Logically the answer is . . . Yes.  That is, however, an unpopular answer in governance circle so there is always motivated research trying to make the case that unlike every other field, in welfare and immigration, people do not respond to changing incentives.

What is being reported here is the empirical data arising a natural experiment in Denmark when immigrant benefits were first cut, then expanded, then cut again.  How did those legislative changes influence resulting immigration?

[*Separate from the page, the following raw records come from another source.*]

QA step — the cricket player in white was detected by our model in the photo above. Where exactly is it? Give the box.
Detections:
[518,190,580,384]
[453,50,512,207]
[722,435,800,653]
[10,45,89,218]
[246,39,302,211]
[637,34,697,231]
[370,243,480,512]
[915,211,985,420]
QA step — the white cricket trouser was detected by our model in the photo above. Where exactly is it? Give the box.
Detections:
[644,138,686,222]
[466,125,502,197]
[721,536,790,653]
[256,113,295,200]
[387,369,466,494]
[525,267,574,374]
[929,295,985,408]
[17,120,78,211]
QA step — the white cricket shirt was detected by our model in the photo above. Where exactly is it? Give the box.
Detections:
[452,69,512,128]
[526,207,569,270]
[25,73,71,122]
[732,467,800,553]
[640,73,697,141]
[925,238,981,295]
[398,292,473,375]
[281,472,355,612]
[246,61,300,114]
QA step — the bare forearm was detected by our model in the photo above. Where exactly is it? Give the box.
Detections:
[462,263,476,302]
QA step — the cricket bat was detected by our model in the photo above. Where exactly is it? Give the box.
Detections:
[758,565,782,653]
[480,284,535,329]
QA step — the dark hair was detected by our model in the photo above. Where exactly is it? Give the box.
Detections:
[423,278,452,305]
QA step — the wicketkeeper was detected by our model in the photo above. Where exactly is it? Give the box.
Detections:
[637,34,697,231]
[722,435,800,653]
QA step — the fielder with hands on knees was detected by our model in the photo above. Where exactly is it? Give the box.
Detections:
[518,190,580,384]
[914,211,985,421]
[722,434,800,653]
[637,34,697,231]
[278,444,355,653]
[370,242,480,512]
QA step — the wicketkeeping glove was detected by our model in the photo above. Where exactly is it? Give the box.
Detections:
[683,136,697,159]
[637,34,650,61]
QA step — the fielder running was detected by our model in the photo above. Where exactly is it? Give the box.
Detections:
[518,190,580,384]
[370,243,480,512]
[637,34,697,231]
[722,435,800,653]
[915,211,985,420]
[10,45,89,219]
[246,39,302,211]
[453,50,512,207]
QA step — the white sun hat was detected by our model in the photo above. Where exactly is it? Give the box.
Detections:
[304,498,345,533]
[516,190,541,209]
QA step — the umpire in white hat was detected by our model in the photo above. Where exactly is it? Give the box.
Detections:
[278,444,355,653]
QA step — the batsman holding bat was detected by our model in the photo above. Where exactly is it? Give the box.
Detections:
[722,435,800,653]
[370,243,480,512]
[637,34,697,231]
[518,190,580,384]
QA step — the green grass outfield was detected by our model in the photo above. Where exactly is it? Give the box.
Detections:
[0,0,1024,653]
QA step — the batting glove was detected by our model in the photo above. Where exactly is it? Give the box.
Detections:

From The Welfare Magnet Hypothesis: Evidence from an Immigrant Welfare Scheme in Denmark by Ole Agersnap, Amalie Jensen, and Henrik Kleven.  From the Abstract:

We study the effects of welfare generosity on international migration using reforms of immigrant welfare benefits in Denmark. The first reform, implemented in 2002, lowered benefits for non-EU immigrants by about 50 percent, with no changes for natives or EU immigrants. The policy was later repealed and reintroduced. Based on a quasi-experimental research design, we find sizable effects: the benefit reduction reduced the net flow of immigrants by about 5,000 people per year, and the subsequent repeal of the policy reversed the effect almost exactly. The implied elasticity of migration with respect to benefits equals 1.3. This represents some of the first causal evidence on the welfare magnet hypothesis.


 A picture is worth a thousand words but they can be deceptive as well.  In this case, though, the observed data is consistent with the theory which is also consistent with the illustration - There is a welfare magnet hypothesis.